Die Union verlor im Vergleich zur Vorwoche leicht einen Prozentpunkt. Die AfD hingegen hielt sich stabil bei 25 Prozent und zieht damit mit der Union gleich. Diese Konstanz bestätigt einen längerfristigen Trend: Seit Anfang 2026 bleibt die Unterstützung für die AfD unverändert oder steigt leicht an. In Baden-Württemberg pendelte sie zwischen Januar und März zwischen 19 und 20 Prozent. Eine Umfrage aus Bayern Ende Februar ergab 18 Prozent, während eine aktuelle Forsa-Erhebung bundesweit 24 Prozent maß.
Nur die Grünen konnten zulegen und stiegen um einen Punkt auf 12 Prozent. Die SPD kommt auf 15 Prozent, die Linke bleibt bei 11 Prozent. Sowohl das Bündnis Sahra Wagenknecht (BSW) als auch die FDP liegen jeweils bei nur 3 Prozent.

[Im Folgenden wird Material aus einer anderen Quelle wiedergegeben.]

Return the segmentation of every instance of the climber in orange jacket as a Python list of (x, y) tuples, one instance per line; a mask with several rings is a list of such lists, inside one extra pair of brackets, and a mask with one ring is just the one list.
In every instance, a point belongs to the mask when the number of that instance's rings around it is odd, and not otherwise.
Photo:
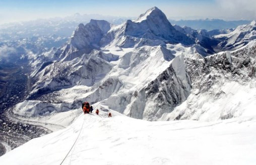
[(89, 113), (90, 112), (90, 104), (88, 102), (83, 103), (82, 106), (84, 114)]
[(99, 110), (97, 109), (96, 111), (96, 114), (97, 114), (98, 115), (99, 115)]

Eine mögliche Kenia-Koalition aus Union, SPD und Grünen käme auf 52 Prozent der Stimmen. Dieses Bündnis bleibt unter den aktuellen Umfragewerten der vielversprechendste Weg zu einer regierungsfähigen Mehrheit.

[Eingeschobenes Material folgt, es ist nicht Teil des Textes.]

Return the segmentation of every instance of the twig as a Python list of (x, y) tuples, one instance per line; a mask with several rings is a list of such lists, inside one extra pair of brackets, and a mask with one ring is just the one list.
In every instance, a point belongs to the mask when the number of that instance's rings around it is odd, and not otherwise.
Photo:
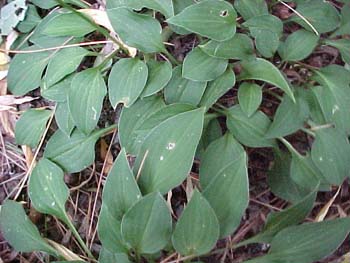
[(90, 46), (90, 45), (100, 45), (100, 44), (110, 44), (110, 43), (113, 43), (113, 41), (101, 40), (101, 41), (82, 42), (77, 44), (69, 44), (69, 45), (41, 48), (41, 49), (34, 49), (34, 50), (11, 50), (11, 49), (0, 48), (0, 52), (10, 53), (10, 54), (31, 54), (31, 53), (39, 53), (39, 52), (51, 51), (51, 50), (63, 49), (63, 48), (84, 47), (84, 46)]

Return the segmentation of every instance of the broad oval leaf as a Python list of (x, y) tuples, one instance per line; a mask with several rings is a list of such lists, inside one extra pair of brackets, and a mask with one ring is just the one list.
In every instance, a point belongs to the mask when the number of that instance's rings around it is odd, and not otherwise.
[(319, 37), (315, 33), (298, 30), (290, 34), (278, 48), (278, 53), (285, 61), (298, 61), (307, 58), (317, 46)]
[(134, 104), (146, 86), (147, 77), (147, 65), (138, 58), (115, 63), (108, 78), (108, 95), (113, 108), (119, 103), (125, 107)]
[(236, 18), (237, 13), (228, 2), (205, 0), (190, 5), (166, 22), (210, 39), (224, 41), (236, 33)]
[(45, 26), (43, 34), (49, 36), (83, 37), (96, 30), (96, 26), (73, 12), (60, 10)]
[(182, 183), (192, 167), (203, 121), (201, 108), (177, 114), (150, 132), (134, 167), (138, 171), (142, 164), (139, 185), (143, 193), (167, 193)]
[(350, 144), (339, 129), (316, 131), (311, 157), (329, 183), (340, 185), (349, 176)]
[(242, 159), (243, 156), (245, 156), (245, 151), (242, 145), (233, 138), (231, 133), (228, 132), (213, 141), (204, 152), (199, 167), (202, 188), (207, 188), (224, 167)]
[(182, 76), (193, 81), (211, 81), (222, 75), (227, 65), (228, 60), (211, 57), (197, 47), (186, 56)]
[(349, 39), (325, 40), (325, 44), (337, 48), (342, 56), (343, 61), (347, 64), (350, 64)]
[(172, 76), (172, 67), (167, 61), (160, 62), (152, 60), (147, 62), (147, 67), (148, 79), (141, 97), (148, 97), (162, 90)]
[(248, 117), (252, 116), (259, 108), (262, 101), (262, 88), (254, 83), (245, 82), (239, 86), (238, 101), (242, 111)]
[(36, 226), (25, 214), (21, 204), (5, 201), (0, 210), (1, 233), (19, 252), (43, 251), (58, 256), (57, 252), (40, 236)]
[(276, 142), (266, 139), (270, 119), (261, 111), (248, 117), (239, 105), (230, 108), (226, 120), (228, 129), (237, 140), (248, 147), (274, 147)]
[(291, 156), (287, 152), (274, 149), (274, 165), (268, 173), (267, 183), (271, 191), (291, 203), (297, 203), (310, 193), (296, 184), (290, 175)]
[(234, 4), (237, 11), (246, 21), (269, 13), (265, 0), (236, 0)]
[(129, 7), (141, 10), (146, 7), (161, 12), (166, 18), (174, 15), (172, 0), (128, 0), (128, 1), (107, 1), (107, 9)]
[(122, 220), (122, 236), (136, 253), (152, 254), (163, 249), (170, 240), (170, 210), (159, 193), (140, 199)]
[(234, 161), (212, 174), (210, 183), (203, 190), (203, 196), (219, 220), (220, 237), (235, 231), (249, 202), (247, 156), (243, 153), (232, 159)]
[(95, 143), (111, 127), (95, 131), (89, 136), (75, 130), (68, 137), (64, 132), (57, 130), (47, 142), (44, 157), (58, 164), (67, 173), (80, 172), (93, 163)]
[(235, 34), (225, 41), (211, 40), (199, 47), (208, 55), (224, 59), (252, 59), (254, 58), (254, 44), (245, 34)]
[(78, 129), (85, 134), (95, 129), (106, 94), (107, 87), (98, 69), (84, 70), (72, 79), (68, 91), (69, 111)]
[(29, 179), (29, 197), (38, 212), (54, 215), (66, 222), (65, 204), (69, 189), (63, 177), (60, 167), (48, 159), (41, 159)]
[[(317, 30), (318, 33), (326, 33), (336, 29), (340, 23), (340, 16), (337, 9), (328, 2), (311, 0), (298, 4), (296, 11)], [(327, 17), (327, 19), (324, 19)], [(313, 31), (299, 15), (291, 19), (309, 31)]]
[(219, 98), (231, 89), (235, 83), (235, 73), (231, 68), (228, 68), (220, 77), (209, 82), (199, 105), (201, 107), (206, 107), (208, 110)]
[(163, 52), (162, 27), (151, 16), (137, 14), (127, 8), (107, 10), (114, 30), (125, 44), (145, 53)]
[(293, 101), (294, 94), (282, 73), (269, 61), (257, 58), (241, 63), (242, 72), (238, 80), (256, 79), (268, 82), (282, 89)]
[(316, 195), (317, 188), (295, 205), (280, 212), (270, 213), (263, 230), (258, 235), (239, 243), (239, 246), (251, 243), (270, 243), (278, 232), (301, 223), (312, 210)]
[(199, 256), (209, 252), (219, 238), (214, 210), (196, 189), (176, 224), (172, 242), (178, 253)]
[(182, 76), (182, 66), (173, 69), (172, 77), (164, 89), (164, 97), (167, 103), (189, 103), (198, 105), (207, 82), (192, 81)]
[(120, 232), (121, 220), (140, 198), (141, 192), (123, 148), (108, 174), (102, 193), (98, 235), (104, 248), (114, 253), (127, 252)]
[(37, 147), (51, 114), (50, 110), (37, 109), (29, 109), (24, 112), (16, 123), (16, 143), (28, 145), (31, 148)]
[(153, 113), (165, 107), (158, 96), (138, 100), (130, 108), (123, 108), (118, 124), (120, 144), (127, 153), (136, 155), (143, 141), (138, 139), (138, 130)]
[(88, 53), (86, 49), (81, 47), (64, 48), (58, 51), (47, 66), (45, 72), (46, 85), (51, 87), (74, 72)]
[(246, 263), (316, 262), (336, 250), (349, 231), (349, 218), (291, 226), (274, 237), (268, 255)]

Die jüngsten Zahlen deuten auf ein Kopf-an-Kopf-Rennen zwischen Union und AfD an der Spitze hin. Da kleinere Parteien kaum über die 3-Prozent-Hürde kommen, wird die Koalitionsbildung voraussichtlich die Debatten prägen. Der leichte Zuwachs der Grünen und die Position der SPD halten die Kenia-Koalition als realistischste Regierungsoption aufrecht.